Introduction

Polyuria and polydipsia are frequent presenting complaints in small animal practice. Polyuria is defined as a daily urine output of greater than 50 ml/kg per day, while polydipsia is defined as a fluid intake of more than 100 ml/kg/day. Healthy dogs generally consume between 50–60 ml/kg/day, depending on the moisture content of their diets, the ambient temperature and humidity and their level of activity. Normal urine production is approximately 20–40 ml/kg /day or put differently, 1–2 ml/kg/hour.

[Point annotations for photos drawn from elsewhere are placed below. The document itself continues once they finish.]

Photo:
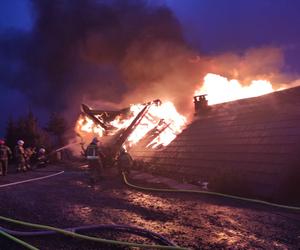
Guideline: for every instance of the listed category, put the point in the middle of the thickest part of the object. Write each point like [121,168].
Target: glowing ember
[219,89]
[161,124]
[87,126]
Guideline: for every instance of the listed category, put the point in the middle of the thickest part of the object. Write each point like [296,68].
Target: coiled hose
[209,193]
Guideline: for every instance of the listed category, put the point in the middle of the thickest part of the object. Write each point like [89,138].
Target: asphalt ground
[190,220]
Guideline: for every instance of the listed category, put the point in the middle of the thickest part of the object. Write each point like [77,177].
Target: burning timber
[153,124]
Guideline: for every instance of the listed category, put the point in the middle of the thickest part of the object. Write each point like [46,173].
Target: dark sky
[211,26]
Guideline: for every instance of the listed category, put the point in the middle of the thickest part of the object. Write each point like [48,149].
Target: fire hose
[47,230]
[31,180]
[209,193]
[72,233]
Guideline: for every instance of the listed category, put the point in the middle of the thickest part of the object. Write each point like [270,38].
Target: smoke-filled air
[111,54]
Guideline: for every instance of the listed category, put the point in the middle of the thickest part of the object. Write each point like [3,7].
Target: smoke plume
[118,52]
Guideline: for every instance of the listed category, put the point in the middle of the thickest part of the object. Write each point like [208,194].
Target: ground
[190,220]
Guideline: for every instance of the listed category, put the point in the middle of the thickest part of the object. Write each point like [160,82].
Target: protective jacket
[20,153]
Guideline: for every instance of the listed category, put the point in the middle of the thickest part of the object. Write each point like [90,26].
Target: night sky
[209,26]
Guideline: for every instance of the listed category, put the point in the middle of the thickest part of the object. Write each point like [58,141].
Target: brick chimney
[201,104]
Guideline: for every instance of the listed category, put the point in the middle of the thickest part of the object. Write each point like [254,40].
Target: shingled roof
[246,147]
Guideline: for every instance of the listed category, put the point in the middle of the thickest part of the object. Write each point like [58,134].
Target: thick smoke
[91,50]
[119,52]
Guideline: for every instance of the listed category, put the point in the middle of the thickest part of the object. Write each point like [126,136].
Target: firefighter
[124,161]
[5,153]
[20,156]
[94,156]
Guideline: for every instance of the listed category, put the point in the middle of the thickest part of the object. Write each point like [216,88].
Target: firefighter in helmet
[5,153]
[42,159]
[20,156]
[95,156]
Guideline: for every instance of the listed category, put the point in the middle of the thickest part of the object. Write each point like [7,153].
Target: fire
[219,89]
[86,125]
[159,126]
[161,122]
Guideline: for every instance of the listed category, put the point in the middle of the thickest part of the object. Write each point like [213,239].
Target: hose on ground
[20,242]
[85,237]
[119,228]
[31,180]
[208,193]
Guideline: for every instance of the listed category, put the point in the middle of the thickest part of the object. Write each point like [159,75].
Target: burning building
[246,147]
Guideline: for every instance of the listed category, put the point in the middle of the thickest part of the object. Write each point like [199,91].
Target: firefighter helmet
[20,142]
[42,151]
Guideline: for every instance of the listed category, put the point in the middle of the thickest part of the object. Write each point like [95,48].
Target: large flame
[161,122]
[219,89]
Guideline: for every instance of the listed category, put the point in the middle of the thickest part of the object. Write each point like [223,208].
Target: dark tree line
[28,129]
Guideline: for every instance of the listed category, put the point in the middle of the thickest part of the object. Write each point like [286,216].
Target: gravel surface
[189,220]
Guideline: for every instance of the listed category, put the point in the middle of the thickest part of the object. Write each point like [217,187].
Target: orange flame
[164,120]
[219,89]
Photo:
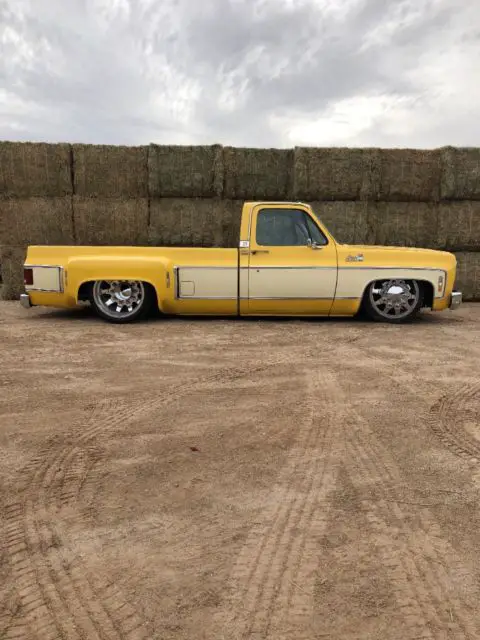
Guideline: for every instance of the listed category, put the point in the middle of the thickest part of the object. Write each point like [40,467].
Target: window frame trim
[288,208]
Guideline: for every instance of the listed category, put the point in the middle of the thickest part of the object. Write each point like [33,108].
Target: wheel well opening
[85,291]
[428,293]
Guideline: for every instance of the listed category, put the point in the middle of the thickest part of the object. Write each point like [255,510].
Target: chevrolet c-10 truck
[286,263]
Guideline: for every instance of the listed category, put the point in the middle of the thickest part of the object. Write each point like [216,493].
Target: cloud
[242,72]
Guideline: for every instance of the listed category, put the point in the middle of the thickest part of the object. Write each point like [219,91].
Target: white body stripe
[208,283]
[352,281]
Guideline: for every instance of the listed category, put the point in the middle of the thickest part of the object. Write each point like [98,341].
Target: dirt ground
[226,479]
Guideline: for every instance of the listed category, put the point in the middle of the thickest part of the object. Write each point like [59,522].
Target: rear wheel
[395,301]
[121,301]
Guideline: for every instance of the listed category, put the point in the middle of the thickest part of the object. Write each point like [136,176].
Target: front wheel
[121,301]
[394,301]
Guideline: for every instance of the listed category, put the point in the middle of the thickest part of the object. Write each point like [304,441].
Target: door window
[287,228]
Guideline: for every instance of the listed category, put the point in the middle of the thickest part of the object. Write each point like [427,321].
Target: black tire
[140,307]
[372,306]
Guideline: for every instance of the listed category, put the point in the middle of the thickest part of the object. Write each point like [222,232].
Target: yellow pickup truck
[286,263]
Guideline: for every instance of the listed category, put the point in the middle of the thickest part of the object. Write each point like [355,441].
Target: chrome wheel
[119,299]
[394,299]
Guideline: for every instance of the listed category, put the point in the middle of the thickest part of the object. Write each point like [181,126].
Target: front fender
[156,271]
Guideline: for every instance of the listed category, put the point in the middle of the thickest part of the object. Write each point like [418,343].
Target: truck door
[292,268]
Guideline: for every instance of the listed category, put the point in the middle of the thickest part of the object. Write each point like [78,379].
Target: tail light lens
[28,276]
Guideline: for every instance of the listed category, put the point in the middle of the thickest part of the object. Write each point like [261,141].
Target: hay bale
[35,170]
[347,221]
[468,274]
[335,173]
[409,175]
[110,221]
[460,173]
[459,226]
[406,224]
[196,222]
[185,171]
[12,260]
[263,174]
[109,171]
[36,221]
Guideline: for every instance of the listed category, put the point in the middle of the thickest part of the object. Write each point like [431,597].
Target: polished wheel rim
[118,298]
[394,298]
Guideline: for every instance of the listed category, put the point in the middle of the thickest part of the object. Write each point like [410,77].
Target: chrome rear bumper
[455,300]
[25,300]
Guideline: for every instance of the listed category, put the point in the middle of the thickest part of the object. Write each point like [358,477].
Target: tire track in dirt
[445,420]
[63,600]
[418,560]
[282,551]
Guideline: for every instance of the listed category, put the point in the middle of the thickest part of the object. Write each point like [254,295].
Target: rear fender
[158,272]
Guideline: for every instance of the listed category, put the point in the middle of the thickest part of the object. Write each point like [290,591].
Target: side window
[286,228]
[315,234]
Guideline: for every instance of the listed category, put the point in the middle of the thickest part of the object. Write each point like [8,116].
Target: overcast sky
[280,73]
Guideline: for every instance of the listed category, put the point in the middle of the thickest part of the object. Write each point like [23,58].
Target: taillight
[28,276]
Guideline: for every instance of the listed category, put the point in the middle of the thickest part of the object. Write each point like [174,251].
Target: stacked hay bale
[197,193]
[35,204]
[193,195]
[186,206]
[110,201]
[398,197]
[459,217]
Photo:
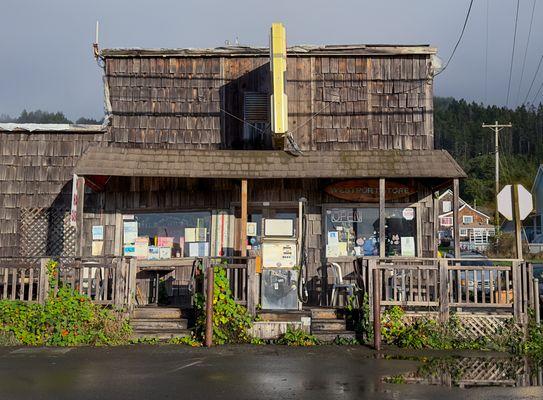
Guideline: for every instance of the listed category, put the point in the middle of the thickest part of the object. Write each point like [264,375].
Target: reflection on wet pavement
[468,372]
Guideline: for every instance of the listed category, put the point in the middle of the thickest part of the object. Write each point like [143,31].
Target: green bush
[297,337]
[67,318]
[231,321]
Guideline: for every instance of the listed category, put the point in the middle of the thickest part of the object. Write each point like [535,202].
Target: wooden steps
[328,324]
[162,323]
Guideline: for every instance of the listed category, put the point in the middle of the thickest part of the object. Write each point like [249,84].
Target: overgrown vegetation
[67,318]
[231,321]
[422,333]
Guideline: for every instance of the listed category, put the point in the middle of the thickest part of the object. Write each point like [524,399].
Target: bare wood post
[376,309]
[132,271]
[456,217]
[80,230]
[443,290]
[243,227]
[516,217]
[537,311]
[252,286]
[43,285]
[209,304]
[382,217]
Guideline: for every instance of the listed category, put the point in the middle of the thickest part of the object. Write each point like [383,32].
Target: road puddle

The balance between water loss and water intake results from interactions between the hypothalamus, the pituitary gland and the kidney and is maintained by thirst and renal excretion of water and salt.

Pathophysiology of Disorders of Water Balance

Most disorders of water balance are due to the inability of the kidney to conserve water - thus primary polyuria. In these cases polydipsia represents a compensatory mechanism to maintain total body fluids within normal limits. Much less frequently, polydipsia is primary with a compensatory polyuria to excrete the excess water load. Primary polyuria is either due to osmotic (solute) diuresis, ADH deficiency or renal insensitivity to ADH. Primary polydipsia, in turn, is caused by certain behavioural or neurological disorders with prolonged intake of large amounts of water resulting in renal medullary washout and the production of large amounts of dilute (SG < 1.005), solute-free urine.

Renal medullary hypertonicity is maintained by the efflux of large concentrations of sodium, chloride and urea from the loop of Henle and collecting ducts into the renal medullary interstitium. Loss of this osmotic gradient in, for example, cases of hypoadrenocorticism with chronic sodium wasting, results in inadequate urine concentration, despite the presence of adequate amounts of circulating ADH.

In many cases the pathophysiology of polyuria is multifactorial, or may be changed by complicating factors during the course of the disease. Liver failure, for example, results in decreased production of urea (thus causing decreased renal medullary hypertonicity) and increased levels of corticosteroids that inhibit the release of ADH (thus causing a degree of central diabetes insipidus).

Diagnostic Approach

Signalment

Some causes of PU/PD are more prevalent in certain breeds: for example small terrier breeds are predisposed to Cushing's disease, whereas Dobermann pinchers might suffer from chronic active hepatitis and older female dogs from anal sac adenocarcinoma, causing paraneoplastic hypercalcaemia and resultant PU/PD.

History

An accurate history is very informative and enables the clinician to distinguish in the first instance between polyuria and urinary incontinence, nocturia or pollakiuria. Nocturia (voluntary desire to urinate at night) may be found in older dogs with senile changes. Urinary incontinence typically presents in middle-aged, large breed, spayed bitches and is characterised by the passive leakage of urine whilst the bitch is lying down or sleeping. Pollakiuria (increased frequency of urination) is generally caused by disorders of the lower urinary tract that compromise the normal function or filling capacity of the bladder. Bear in mind that incontinence and pollakiuria can be exacerbated in polyuric dogs.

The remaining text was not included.